Warming threatens keystone species of Arctic freshwater ecosystems
Above: Dr. Heidi Golden, University of Connecticut, holds an Arctic grayling during 2019 field work with Woodwell scientists in Alaska.
The Arctic grayling is a freshwater fish known mostly for its good looks, but scientists know it as a keystone species—a single species capable of shaping an entire ecosystem. Their unique life history can make them the only fish species in many Arctic rivers and they provide important food to other predators and human populations. Woodwell Climate Research Center scientists are working to understand how Arctic grayling are responding to climate change, and what that means for Arctic food webs.

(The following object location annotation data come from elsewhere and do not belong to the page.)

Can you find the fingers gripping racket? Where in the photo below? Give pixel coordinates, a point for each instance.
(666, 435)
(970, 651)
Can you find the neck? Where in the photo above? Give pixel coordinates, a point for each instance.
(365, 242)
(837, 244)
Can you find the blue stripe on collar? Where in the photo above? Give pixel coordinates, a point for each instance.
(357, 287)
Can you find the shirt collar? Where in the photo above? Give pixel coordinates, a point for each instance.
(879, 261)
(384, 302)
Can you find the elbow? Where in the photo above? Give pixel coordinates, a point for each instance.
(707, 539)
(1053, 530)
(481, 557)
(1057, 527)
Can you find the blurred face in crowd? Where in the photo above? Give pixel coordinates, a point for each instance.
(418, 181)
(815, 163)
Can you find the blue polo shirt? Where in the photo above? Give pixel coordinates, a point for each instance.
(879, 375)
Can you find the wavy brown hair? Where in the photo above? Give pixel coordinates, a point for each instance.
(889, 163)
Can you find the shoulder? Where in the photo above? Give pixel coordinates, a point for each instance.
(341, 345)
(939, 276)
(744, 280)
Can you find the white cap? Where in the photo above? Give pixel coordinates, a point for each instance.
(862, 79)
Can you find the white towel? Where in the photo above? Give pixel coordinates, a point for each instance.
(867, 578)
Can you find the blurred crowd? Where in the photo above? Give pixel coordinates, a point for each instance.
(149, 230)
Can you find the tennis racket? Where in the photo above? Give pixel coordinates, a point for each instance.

The transportation of energy, nutrients, and organisms across ecosystem boundaries is critical to sustaining and increasing the productivity of these complex systems. Due to the scarcity of flowing streams and resources in the winter, the movement of nutrients from one habitat to another is particularly significant in the Arctic. Harsh environmental conditions led species to develop finely tuned life histories, dependent on predictable climate patterns. However, because ecological communities are open and interconnected, changes to one habitat ripple and the threats posed by climate change compound.
The seasonal movements of Arctic grayling demonstrate this interdependence. In the summer months, Arctic grayling live in rivers—growing, reproducing, and raising young in this comparatively productive environment. In August, as the shallow streams begin to freeze solid, Arctic grayling migrate to lakes that do not freeze, overwintering among lake trout populations that depend on the annual influx of energy the grayling represent.
Seasonally, Arctic grayling provides an abundant and high quality food resource for lake trout populations that key into these migratory patterns. Lake trout are sustained by their ability to feed on grayling through the eight-month winter and are impacted by changes to grayling habitat and migration patterns.
“There is a strong imperative on both ends of the Arctic grayling migratory pattern,” said Woodwell Climate scientist Dr. Linda Deegan. “In the fall, grayling must leave shallow rivers to avoid the winter freeze. In the spring, they must leave deep lakes just as ice break up occurs to avoid a voracious predator, the lake trout.”
This life cycle is highly dependent on the flow of water between streams and lakes, and that is dependent upon climatic conditions that are changing rapidly. Not only are temperatures rising but important weather patterns, including timing and amount of precipitation, are shifting. Lakes are thawing and high spring discharge is occurring earlier in the season, disrupting regular Arctic grayling migratory patterns and prompting an earlier release from lake habitats. With less rain in late summer, fish get trapped in dry stretches of streams, fail to make it back to the lakes for the winter, and die. Immediately, this deprives lake trout of that winter’s food. In the long term, these changes can lead to a decline in grayling populations and starvation of lake trout.
Arctic grayling are a highly prized recreational fly fishing species on the North Slope and used by Indigenous populations. Changes to their life cycle could have far reaching socioeconomic impacts for local communities that depend on the Arctic grayling for subsistence and on the income of visitors that fish for sport.
As climate change threatens aquatic connectivity, understanding ecological links between stream and lake habitats is more pressing than ever.
“We hear a lot about changes in terrestrial ecosystems in the Arctic due to climate change,” said Deegan. “But freshwater ecosystems are also going through huge climate-driven changes right now too.”